Researchers found a way to make two photons interact through an ultra-thin glass fiber, a finding that could aid in the development of quantum technology.
In free space, two photons do not interact and light waves pass through each other without one having an influence on the other, Vienna University of Technology reported. Photon interaction is crucial for quantum technology advances, such as transmitting information through quantum channels or for building logic gates. Researchers have now successfully established a strong interaction between two single photons.
"In order to have light interact with light, one usually uses so-called nonlinear media," said Professor Arno Rauschenbeutel (Vienna Center for Quantum Science and Technology, Institute for Atomic and Subatomic Physics, TU Wien).
This light can influence the properties of the materials, and the material can also affect the light, leading to a coupling of photons. In the past systems have only been able to be used at high light intensities where multiple photons are coupled. This new system can create a bond between only two photons that is so strong their phase is changed by 180 degrees.
"It is like a pendulum, which should actually swing to the left, but due to coupling with a second pendulum, it is swinging to the right. There cannot be a more extreme change in the pendulum's oscillation," Rauschenbeutel said. "We achieve the strongest possible interaction with the smallest possible intensity of light."
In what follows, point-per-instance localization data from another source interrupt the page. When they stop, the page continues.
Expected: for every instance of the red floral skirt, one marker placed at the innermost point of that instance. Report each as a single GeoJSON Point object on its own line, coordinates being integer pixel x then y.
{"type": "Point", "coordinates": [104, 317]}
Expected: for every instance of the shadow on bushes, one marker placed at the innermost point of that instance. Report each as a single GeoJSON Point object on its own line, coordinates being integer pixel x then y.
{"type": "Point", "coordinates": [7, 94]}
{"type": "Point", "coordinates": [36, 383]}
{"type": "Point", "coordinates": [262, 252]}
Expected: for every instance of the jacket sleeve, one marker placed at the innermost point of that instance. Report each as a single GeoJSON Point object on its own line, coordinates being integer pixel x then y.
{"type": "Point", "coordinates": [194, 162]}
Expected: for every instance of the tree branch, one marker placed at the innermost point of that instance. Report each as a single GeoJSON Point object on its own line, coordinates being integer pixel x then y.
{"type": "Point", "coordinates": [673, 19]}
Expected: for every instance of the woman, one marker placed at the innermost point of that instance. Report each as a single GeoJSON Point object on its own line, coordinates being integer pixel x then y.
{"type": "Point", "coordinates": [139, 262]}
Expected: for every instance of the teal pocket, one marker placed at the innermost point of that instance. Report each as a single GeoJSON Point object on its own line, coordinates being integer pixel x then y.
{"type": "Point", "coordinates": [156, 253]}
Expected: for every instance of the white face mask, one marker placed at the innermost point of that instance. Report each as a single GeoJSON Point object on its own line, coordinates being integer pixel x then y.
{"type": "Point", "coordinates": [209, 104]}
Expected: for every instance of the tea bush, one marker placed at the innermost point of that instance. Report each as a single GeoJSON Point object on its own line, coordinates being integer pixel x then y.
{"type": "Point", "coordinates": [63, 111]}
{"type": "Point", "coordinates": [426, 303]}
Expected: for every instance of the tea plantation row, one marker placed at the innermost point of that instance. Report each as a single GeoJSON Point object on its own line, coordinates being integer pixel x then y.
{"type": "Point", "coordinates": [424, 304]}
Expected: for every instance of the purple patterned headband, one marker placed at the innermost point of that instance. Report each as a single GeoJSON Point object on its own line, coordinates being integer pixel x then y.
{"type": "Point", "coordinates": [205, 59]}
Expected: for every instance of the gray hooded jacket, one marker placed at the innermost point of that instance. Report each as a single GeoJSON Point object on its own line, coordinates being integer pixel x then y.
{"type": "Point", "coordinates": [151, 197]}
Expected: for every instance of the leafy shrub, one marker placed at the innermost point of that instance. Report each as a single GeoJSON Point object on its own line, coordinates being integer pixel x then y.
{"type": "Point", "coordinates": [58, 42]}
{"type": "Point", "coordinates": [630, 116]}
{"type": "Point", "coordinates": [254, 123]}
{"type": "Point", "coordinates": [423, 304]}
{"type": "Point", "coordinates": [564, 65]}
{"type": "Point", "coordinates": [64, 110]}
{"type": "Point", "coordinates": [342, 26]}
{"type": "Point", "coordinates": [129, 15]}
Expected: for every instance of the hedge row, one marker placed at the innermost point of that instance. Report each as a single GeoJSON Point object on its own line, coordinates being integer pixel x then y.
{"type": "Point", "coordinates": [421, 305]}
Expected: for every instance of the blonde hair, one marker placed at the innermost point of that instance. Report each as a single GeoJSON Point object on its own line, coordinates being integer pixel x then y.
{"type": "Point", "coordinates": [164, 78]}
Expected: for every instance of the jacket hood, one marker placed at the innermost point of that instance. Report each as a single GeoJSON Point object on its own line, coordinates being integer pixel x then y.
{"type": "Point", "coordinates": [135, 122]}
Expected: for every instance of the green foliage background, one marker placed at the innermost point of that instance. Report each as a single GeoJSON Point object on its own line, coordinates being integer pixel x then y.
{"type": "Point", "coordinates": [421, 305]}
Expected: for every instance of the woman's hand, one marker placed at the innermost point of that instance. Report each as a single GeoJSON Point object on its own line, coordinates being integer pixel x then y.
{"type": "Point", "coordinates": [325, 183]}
The system works by pairing an ultra-thin glass fiber with a "bottle-like" optical resonator, which allows light to enter, move in circles, and return to the resonator. This sequence inverts the phase of the photon, causing a "wave crest" to appear where one would usually find what is called a "wave trough." When a single rubidium atom is coupled to the resonator, the system is altered and hardly any light is able to enter; this process changes when two photons arrive at the same time.
"The atom is an absorber which can be saturated," Rauschenbeutel said. "A photon is absorbed by the atom for a short while and then released again into the resonator. During that time, it cannot absorb any other photons. If two photons arrive simultaneously, only one can be absorbed, while the other can still be phase shifted."
When the photons hit the resonator at the same time they are indistinguishable and experience a joint phase shift of 180 degrees, creating a much different behavior than what would be seen in a single photon.
"That way, a maximally entangled photon state can be created," Rauschenbeutel said. "Such states are required in all fields of quantum optics - in quantum teleportation, or for light-transistors which could potentially be used for quantum computing."